Decantor stood motionless for a moment, staring at the white package in front of him on the desk. Suddenly he picked it up and, with a slight nod to me, headed for the door.
“Decantor!” I cried. He stopped at the threshold. “What are you going to do with that?”
“Nothing,” he answered coldly.
“Please… come back. One moment more. We can’t leave it like this.”
Gentlemen, I do not know whether he was a great scientist, but a great scoundrel he definitely was. I will not describe the haggling that followed. I had to do it. I knew that if I let him go, even if I found out later that he had lied to me and everything he said had been a fiction from beginning to end, even so, at the bottom of my soul, my flesh-and-blood soul, would burn the thought that somewhere, in some junk-filled desk, in a drawer stuffed with papers, a human mind might be resting, the living consciousness of the unfortunate woman he had killed. And, as if killing her were not enough, he had bestowed upon her the most terrible thing, the most terrible, I repeat, for nothing can compare with the horror of being condemned to solitude for all eternity.

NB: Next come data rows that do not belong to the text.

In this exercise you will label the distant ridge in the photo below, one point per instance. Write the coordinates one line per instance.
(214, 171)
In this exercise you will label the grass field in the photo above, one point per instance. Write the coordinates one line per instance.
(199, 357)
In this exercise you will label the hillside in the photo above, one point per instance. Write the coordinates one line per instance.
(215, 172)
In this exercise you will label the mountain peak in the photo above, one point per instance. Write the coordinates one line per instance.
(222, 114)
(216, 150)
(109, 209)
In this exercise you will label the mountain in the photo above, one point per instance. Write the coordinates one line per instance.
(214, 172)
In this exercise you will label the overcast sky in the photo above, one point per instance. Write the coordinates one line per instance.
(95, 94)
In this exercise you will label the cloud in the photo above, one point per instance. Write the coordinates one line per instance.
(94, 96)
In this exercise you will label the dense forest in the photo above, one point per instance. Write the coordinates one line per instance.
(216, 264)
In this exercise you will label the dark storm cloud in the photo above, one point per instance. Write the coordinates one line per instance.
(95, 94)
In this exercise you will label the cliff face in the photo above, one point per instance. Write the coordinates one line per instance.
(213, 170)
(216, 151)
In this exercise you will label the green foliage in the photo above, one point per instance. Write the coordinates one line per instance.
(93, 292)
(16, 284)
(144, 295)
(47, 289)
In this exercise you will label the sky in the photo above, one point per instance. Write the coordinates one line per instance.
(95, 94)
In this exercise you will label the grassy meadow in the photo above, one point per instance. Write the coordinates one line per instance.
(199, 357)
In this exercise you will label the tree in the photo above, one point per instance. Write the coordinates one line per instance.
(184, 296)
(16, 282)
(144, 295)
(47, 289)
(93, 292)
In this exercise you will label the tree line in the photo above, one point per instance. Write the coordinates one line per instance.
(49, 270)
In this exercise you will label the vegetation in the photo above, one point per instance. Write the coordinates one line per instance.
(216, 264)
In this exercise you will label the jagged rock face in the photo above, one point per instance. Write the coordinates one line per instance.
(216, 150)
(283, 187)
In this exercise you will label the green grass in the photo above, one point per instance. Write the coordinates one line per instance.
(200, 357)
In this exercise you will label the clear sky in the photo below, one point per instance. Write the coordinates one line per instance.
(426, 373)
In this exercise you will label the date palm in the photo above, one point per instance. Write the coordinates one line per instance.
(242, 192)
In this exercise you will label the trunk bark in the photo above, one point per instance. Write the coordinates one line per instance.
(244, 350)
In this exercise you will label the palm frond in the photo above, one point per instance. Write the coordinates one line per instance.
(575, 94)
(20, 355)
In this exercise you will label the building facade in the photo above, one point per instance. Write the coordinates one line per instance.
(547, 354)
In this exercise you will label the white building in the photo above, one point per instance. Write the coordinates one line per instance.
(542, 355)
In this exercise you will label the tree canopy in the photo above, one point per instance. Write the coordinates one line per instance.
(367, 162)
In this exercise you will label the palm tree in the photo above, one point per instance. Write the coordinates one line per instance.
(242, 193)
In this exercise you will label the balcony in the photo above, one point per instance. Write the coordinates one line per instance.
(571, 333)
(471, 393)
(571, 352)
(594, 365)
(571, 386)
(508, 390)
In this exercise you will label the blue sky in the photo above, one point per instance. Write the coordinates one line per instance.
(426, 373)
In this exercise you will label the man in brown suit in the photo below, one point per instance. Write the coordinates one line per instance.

The word, of course, is beyond our comprehension. When you return home, try lying down in a dark room, so that no sound or ray of light reaches you, and close your eyes and imagine that you will go on like that, in utter silence, without any, without even the slightest change, for a day and night, and then for another day; imagine that weeks, months, years, even centuries will go by. Imagine, furthermore, that your brain has been subjected to a treatment that makes escape into madness impossible. The thought of a person condemned to such torment, in comparison with which all the images of hell are a trifle, spurred me during our grim bargaining. I intended to destroy the box, of course. The sum he asked — gentlemen, let’s skip the details. I will say this much: all my life I have considered myself a skinflint. If I doubt that today, it is because… but enough. In short: it was not a payment, it was everything I had at the time. Money… yes. We counted it. Then he told me to turn out the light. In the darkness there was first a tearing of paper; suddenly, on a square white background (the cotton lining of the box) there appeared, like a lambent jewel, a faint glow. As I grew accustomed to the darkness, it seemed to shine with a stronger, blue light. Then, feeling his uneven, heavy breathing on my neck, I leaned over, grasped the hammer I had ready, and with a single blow —
Gentlemen, I believe he was telling the truth. Because as I struck my hand failed me, and I only glanced the oval crystal slightly… but even so it went out. In a split second something occurred like a microscopic, noiseless explosion; a myriad of violet dust motes whirled as if in panic and disappeared. The room became pitch-dark. Decantor said in a hollow voice:
“You needn’t hit it again, Mr. Tichy… The deed is done.”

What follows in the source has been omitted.